Чочара — страница 37 из 65

Ну хватит об этом. Мы свернули на проселочную дорогу, и вскоре произошла первая за этот день встреча. Какой-то человек вел по дороге двух лошадей; лошади были гнедые, откормленные, очевидно породистые. Это были немецкие лошади, но на человеке был мундир, какого я никогда не видела; как только мы поравнялись с ним, он посмотрел на нас, потом поздоровался, а так как мы шли в ту же сторону, то он присоединился к нам, и мы долго шли вместе, разговаривая; говорил он по-итальянски очень плохо. Он был молодей, лет двадцати пяти, необыкновенно красивый и изящный — высокий, с широкими плечами, с тонкой, как у женщины, талией; на длинных ногах у него были надеты желтые сапоги. Волосы отливались золотом, глаза были зеленовато-синего цвета, вытянутые в длину, миндалевидные, странные и мечтательные, нос прямой, большой и тонкий, губы красные, красиво очерченные, а когда он улыбался, то показывал два ряда очень красивых белых и ровных зубов, смотреть на которые было просто одно удовольствие. Он сказал нам, что он не немец, а русский, из очень далекой деревни; он назвал нам ее, но я забыла. Совершенно спокойно он рассказал нам, что изменил русским и перешел на сторону немцев, потому что ему не нравились русские, хотя немцев он тоже не любил. Еще он нам рассказал, что вместе с другими русскими, тоже изменниками, должен прислуживать немцам; он был уверен, что немцы проиграют войну, потому что своими зверствами они восстановили против себя весь мир. Через несколько месяцев, не больше, немцы окончательно будут разбиты, и тогда для него все будет кончено, — несколько тут он сделал жест рукой, показывая, что русские перережут ему горло. Он говорил это так спокойно, как будто собственная судьба совершенно не интересовала его, он даже улыбался при этом, и не только губами, но и этими своими странными глазами, похожими на море, такое глубокое. Было видно, что он ненавидит немцев, ненавидит русских, ненавидит даже самого себя и равнодушно относится к смерти. Он шел по дороге, спокойно ведя под уздцы лошадей, это были единственные живые существа на пустынной дороге среди серых и морозных полей, и казалось невозможным, что этот человек, такой красивый, был уже, так сказать, осужден и должен был умереть совсем скоро, может, раньше конца этого года. Прощаясь с нами на развилке дороги, он сказал нам, лаская гриву одного из своих коней:

— У меня только и осталось в жизни, что эти две лошади, да и то они не мои.

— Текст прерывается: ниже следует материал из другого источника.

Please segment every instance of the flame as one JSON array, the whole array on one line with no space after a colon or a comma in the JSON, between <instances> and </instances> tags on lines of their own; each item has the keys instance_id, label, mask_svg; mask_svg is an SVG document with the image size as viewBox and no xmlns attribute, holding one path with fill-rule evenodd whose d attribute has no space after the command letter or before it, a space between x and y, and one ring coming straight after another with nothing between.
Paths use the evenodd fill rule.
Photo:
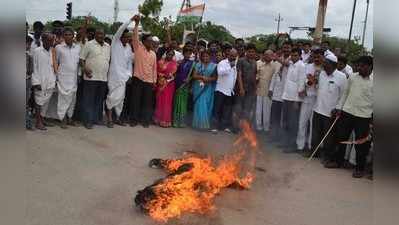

Сказав это, он ушел по направлению к городу. Не-сколько секунд мы смотрели ему вслед, и я невольно подумала, что этот человек тоже был жертвой войны: если бы войны не было, он остался бы у себя на родине, наверно, женился бы, работал и стал хорошим человеком, как и многие другие. Война оторвала его от родины, заставила изменить, а теперь убивала его, и он уже примирился с мыслью о смерти, и это было ужаснее всего, потому что это противоестественно и непонятно.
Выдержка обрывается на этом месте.